Hi everyone, I am considering inter-operation between CUDA PTX code and OpenCL PTX code. I think it will work in theory. However, I came across some problems when doing experiments in practice.

I use “transpose” in both CUDA and OpenCL. The signature of native kernel is listed as follows:

void transpose_native(const __global datatype * imatrix,
const int w,
const int h,
__global datatype * omatrix)

After front-end compiling, we get the PTX codes of

.entry _Z16transpose_nativeIfEvPKT_iiPS0_ (
    .param .u64 __cudaparm__Z16transpose_nativeIfEvPKT_iiPS0__imatrix,
    .param .s32 __cudaparm__Z16transpose_nativeIfEvPKT_iiPS0__w,
    .param .s32 __cudaparm__Z16transpose_nativeIfEvPKT_iiPS0__h,
    .param .u64 __cudaparm__Z16transpose_nativeIfEvPKT_iiPS0__omatrix)


.entry transpose_native(
.param .u32 .ptr .global .align 4 transpose_native_param_0,
.param .u32 transpose_native_param_1,
.param .u32 transpose_native_param_2,
.param .u32 .ptr .global .align 4 transpose_native_param_3)

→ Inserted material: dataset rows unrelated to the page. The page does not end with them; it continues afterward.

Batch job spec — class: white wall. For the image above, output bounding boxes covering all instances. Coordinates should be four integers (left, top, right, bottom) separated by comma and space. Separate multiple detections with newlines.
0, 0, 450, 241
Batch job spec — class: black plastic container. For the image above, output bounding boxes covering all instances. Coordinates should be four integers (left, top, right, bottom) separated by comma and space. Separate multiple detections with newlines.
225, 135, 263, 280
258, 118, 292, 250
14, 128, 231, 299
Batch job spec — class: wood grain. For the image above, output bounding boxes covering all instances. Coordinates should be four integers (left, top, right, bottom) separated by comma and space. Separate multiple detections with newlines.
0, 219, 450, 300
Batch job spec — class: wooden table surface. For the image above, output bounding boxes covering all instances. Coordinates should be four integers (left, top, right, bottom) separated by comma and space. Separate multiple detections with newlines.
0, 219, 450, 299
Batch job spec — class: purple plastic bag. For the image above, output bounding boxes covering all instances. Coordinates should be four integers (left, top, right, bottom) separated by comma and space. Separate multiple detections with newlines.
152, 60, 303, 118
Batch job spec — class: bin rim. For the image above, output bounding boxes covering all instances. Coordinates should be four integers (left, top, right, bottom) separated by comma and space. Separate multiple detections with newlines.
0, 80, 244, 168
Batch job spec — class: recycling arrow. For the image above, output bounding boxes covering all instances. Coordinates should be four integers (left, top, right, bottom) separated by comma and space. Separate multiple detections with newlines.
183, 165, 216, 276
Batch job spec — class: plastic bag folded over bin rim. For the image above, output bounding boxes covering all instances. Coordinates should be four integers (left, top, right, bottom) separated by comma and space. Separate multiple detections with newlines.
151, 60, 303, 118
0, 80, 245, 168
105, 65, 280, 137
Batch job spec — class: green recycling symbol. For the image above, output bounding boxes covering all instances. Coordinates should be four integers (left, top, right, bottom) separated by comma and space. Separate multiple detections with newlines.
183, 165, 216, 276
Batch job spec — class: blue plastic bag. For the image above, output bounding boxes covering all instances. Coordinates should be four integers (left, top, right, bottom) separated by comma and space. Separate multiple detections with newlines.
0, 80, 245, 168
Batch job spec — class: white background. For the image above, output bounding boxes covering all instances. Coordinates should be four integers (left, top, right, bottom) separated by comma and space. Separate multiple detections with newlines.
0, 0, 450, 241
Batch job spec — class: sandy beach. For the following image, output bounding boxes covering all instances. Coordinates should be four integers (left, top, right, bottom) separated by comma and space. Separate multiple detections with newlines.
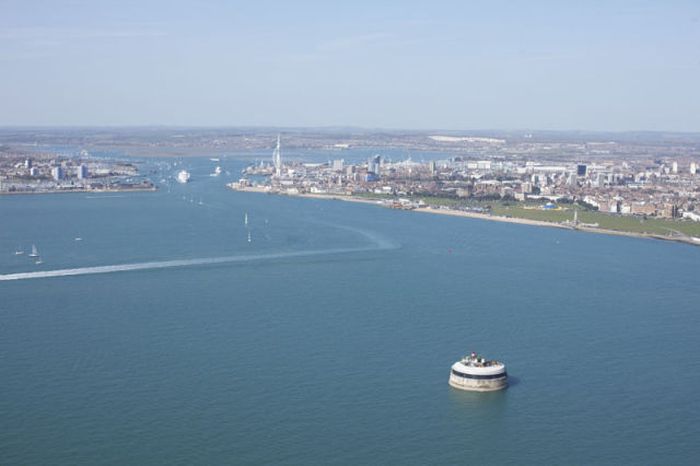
234, 186, 700, 246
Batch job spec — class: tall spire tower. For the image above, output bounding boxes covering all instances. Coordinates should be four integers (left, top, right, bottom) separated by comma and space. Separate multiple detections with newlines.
272, 134, 282, 176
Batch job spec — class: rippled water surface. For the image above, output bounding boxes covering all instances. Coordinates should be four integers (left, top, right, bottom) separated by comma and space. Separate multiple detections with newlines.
0, 160, 700, 464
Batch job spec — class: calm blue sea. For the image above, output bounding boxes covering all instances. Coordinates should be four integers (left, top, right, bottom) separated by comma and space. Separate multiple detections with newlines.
0, 159, 700, 465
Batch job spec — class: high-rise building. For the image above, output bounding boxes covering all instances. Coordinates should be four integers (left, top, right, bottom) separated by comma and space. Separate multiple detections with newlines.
367, 154, 382, 175
51, 167, 63, 181
272, 134, 282, 176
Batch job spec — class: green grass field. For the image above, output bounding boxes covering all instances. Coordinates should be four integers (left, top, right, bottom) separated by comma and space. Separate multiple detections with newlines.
356, 193, 700, 237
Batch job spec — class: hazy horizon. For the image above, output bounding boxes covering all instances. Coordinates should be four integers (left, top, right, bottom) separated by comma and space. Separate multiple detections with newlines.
0, 0, 700, 133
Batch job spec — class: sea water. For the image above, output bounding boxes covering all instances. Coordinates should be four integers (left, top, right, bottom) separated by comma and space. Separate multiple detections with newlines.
0, 159, 700, 464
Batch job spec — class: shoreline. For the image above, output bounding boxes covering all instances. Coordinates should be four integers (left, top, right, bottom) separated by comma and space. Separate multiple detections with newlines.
0, 185, 158, 196
229, 187, 700, 246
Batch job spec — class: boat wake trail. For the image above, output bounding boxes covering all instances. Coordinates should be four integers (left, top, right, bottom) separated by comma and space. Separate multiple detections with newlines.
0, 228, 397, 281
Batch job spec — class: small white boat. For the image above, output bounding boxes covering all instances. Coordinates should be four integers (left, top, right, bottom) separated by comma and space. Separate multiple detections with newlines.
177, 170, 191, 184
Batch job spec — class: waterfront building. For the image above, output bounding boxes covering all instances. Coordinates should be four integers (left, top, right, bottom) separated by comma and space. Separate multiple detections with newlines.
272, 134, 282, 176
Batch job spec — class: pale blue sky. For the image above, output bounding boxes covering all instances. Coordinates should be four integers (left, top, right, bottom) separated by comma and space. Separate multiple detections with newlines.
0, 0, 700, 131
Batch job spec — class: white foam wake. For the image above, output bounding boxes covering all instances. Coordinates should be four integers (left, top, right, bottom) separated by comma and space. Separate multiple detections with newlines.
0, 229, 396, 281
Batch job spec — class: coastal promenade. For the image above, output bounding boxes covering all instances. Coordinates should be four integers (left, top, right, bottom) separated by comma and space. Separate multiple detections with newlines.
234, 186, 700, 246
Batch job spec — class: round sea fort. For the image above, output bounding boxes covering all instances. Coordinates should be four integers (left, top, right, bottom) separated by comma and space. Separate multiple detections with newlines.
450, 353, 508, 392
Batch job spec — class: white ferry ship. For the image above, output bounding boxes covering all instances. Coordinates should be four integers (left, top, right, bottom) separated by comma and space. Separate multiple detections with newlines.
177, 170, 190, 183
450, 353, 508, 392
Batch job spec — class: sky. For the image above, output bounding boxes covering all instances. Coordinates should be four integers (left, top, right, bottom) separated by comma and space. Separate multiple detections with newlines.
0, 0, 700, 131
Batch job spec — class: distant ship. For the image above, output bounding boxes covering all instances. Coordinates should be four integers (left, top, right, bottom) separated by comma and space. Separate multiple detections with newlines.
177, 170, 190, 183
450, 353, 508, 392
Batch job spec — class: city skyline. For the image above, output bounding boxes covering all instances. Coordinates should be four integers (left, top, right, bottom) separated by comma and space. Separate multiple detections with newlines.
0, 1, 700, 132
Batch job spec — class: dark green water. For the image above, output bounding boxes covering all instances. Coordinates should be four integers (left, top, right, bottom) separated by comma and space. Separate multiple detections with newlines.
0, 160, 700, 464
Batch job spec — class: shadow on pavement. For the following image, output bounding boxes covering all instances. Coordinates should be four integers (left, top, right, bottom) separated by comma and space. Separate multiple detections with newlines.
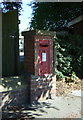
2, 102, 59, 120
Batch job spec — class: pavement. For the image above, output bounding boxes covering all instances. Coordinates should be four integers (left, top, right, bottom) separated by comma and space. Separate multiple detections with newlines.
4, 91, 81, 120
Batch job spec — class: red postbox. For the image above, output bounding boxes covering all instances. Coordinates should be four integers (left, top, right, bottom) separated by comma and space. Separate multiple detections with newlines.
22, 30, 55, 76
39, 40, 50, 75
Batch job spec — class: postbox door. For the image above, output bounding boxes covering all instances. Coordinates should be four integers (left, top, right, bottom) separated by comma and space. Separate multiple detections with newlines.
39, 46, 50, 75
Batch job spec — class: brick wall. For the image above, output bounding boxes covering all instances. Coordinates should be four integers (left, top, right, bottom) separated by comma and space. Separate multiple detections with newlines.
71, 21, 83, 36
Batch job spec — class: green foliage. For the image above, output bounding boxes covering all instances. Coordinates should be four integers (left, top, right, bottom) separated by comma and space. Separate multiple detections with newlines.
31, 2, 82, 30
55, 34, 83, 77
2, 2, 22, 15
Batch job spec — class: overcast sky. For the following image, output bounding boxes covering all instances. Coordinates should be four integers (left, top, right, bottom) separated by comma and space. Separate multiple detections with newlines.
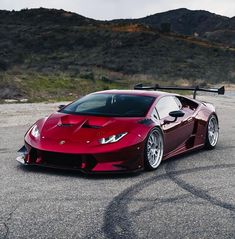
0, 0, 235, 20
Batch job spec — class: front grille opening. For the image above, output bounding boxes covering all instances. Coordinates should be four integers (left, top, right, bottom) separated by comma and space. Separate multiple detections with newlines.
42, 152, 82, 168
41, 151, 96, 170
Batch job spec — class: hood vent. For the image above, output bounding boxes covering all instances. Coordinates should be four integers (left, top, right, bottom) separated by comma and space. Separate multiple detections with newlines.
82, 124, 102, 129
57, 124, 73, 127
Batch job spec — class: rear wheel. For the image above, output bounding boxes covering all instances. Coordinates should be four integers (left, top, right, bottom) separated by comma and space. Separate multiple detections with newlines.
144, 128, 163, 170
205, 115, 219, 149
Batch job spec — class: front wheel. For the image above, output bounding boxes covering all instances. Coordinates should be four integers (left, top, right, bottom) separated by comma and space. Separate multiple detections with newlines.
205, 115, 219, 149
144, 128, 163, 170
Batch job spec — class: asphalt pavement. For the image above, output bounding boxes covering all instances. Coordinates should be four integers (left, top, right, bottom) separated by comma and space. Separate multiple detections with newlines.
0, 94, 235, 239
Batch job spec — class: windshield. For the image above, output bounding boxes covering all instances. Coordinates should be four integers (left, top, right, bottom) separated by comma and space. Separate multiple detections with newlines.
60, 93, 154, 117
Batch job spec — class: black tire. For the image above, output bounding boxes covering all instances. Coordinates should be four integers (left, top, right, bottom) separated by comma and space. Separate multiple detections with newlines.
205, 114, 219, 149
144, 127, 164, 170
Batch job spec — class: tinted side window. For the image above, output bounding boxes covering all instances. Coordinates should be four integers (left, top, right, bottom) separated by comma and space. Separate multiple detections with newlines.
156, 96, 180, 119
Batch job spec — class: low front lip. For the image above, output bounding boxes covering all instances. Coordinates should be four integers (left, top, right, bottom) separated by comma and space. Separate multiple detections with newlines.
16, 139, 143, 173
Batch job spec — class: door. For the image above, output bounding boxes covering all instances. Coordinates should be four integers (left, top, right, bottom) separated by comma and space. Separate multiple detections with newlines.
156, 96, 194, 154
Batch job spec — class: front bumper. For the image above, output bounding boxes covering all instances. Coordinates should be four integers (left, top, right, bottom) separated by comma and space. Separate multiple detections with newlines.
16, 143, 144, 173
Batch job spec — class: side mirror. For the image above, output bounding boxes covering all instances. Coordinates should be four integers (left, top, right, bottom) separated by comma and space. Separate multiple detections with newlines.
164, 110, 184, 124
58, 105, 66, 110
169, 110, 184, 118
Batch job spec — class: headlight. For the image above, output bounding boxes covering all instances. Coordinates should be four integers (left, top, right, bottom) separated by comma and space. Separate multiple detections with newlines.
31, 125, 40, 138
99, 132, 127, 144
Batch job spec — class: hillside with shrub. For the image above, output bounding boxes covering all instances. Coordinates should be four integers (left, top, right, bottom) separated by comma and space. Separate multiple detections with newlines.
0, 8, 235, 101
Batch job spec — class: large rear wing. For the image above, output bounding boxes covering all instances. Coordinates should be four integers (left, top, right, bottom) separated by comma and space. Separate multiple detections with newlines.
134, 84, 225, 99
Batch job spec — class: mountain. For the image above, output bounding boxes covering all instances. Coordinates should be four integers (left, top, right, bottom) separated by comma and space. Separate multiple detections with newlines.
113, 8, 235, 46
0, 8, 235, 100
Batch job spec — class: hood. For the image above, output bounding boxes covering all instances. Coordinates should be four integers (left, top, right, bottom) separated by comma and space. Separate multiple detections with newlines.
39, 112, 145, 143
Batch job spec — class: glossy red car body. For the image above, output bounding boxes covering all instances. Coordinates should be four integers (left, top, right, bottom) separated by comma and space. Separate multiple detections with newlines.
17, 90, 217, 172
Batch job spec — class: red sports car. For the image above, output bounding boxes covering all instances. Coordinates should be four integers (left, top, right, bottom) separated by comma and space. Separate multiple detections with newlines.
17, 85, 224, 172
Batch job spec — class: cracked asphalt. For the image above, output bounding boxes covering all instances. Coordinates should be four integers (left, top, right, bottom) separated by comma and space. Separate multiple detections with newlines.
0, 93, 235, 239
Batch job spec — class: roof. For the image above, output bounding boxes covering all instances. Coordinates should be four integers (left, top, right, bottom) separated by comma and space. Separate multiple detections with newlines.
94, 90, 172, 98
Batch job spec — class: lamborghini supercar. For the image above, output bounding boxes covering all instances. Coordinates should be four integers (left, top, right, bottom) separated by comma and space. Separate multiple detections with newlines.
17, 84, 224, 173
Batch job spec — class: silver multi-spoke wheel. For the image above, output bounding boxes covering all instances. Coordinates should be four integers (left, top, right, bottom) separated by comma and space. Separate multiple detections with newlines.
145, 128, 163, 169
206, 115, 219, 148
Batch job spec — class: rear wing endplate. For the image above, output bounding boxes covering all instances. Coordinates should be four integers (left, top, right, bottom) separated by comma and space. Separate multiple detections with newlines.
134, 84, 225, 99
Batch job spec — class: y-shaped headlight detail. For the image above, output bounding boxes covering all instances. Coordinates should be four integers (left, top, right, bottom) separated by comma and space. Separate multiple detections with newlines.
100, 132, 127, 144
31, 125, 40, 138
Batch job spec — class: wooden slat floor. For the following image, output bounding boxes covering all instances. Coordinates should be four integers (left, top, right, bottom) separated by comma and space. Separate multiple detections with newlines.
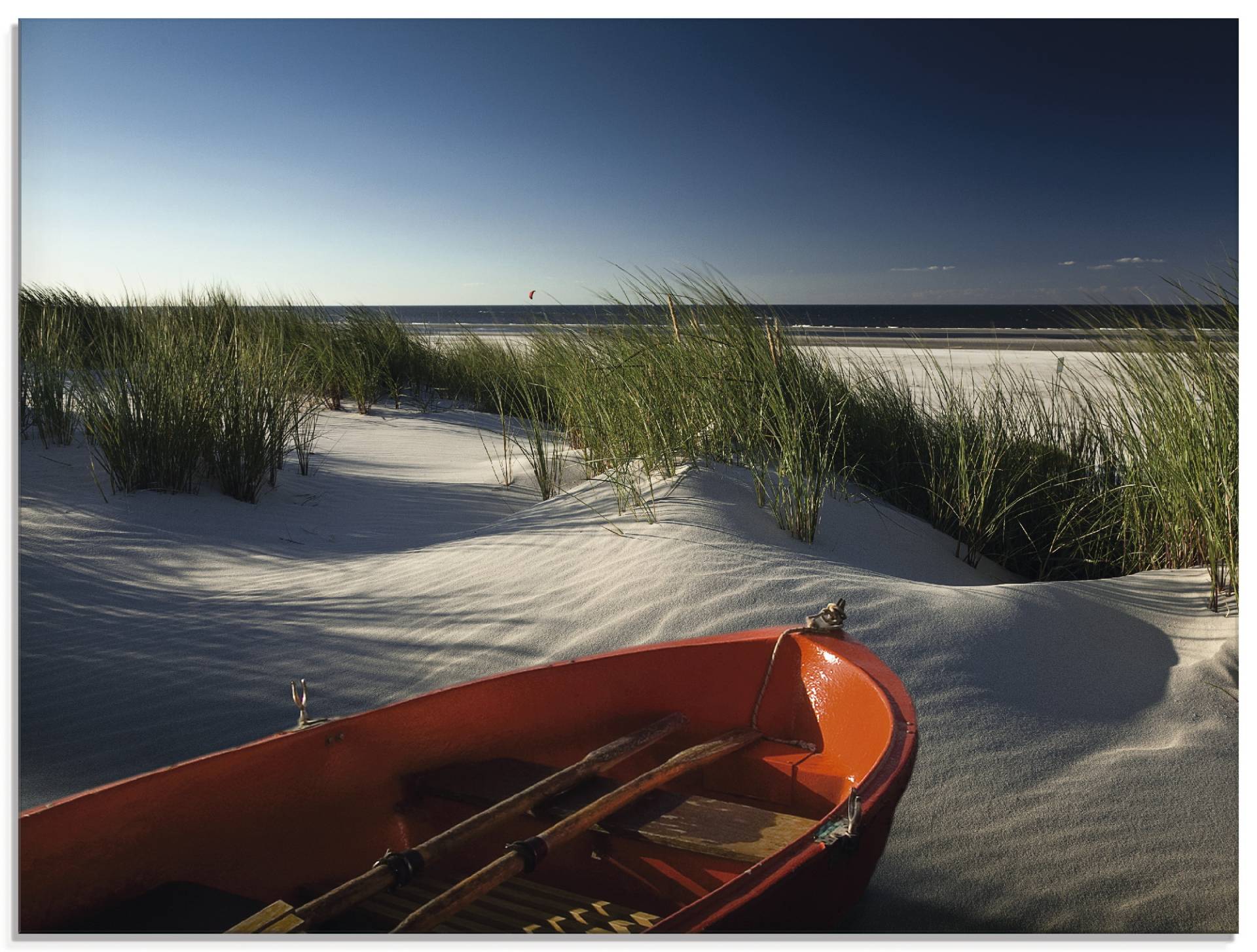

When I use the OpenCL PTX code as the input of “clCreateProgramWithBinary”, it can compile, run correctly and finally get a correct result.

When I use the CUDA PTX code as its input, it can also compile correctly and create a kernel object when running. But when it runs into function “clEnqueueNDRange” (I use “clWaitForEvents” in it) , it shows “CL_OUT_OF_RESOURCES”. Could anyone tell me the reason?

thanks in advance…

I’m a beginner in CUDA and OpenCL.
Can you tell me how to obtain PTX code for openCL and CUDA code??
Thanks in advance

Use nvcc compiler to get ptx code.

From the looks of it name-mangling is hapen in the code above. This can be avoided with “extern c { …kernel code… }”

The parameters in the code above seems to be 64 bit, this might be because of nvcc -machine 64, try changing it to -machine 32 or so… or try adding it.

Maybe that will solve the out of resources problem.

Perhaps post some more code, perhaps code is using too many registers or so…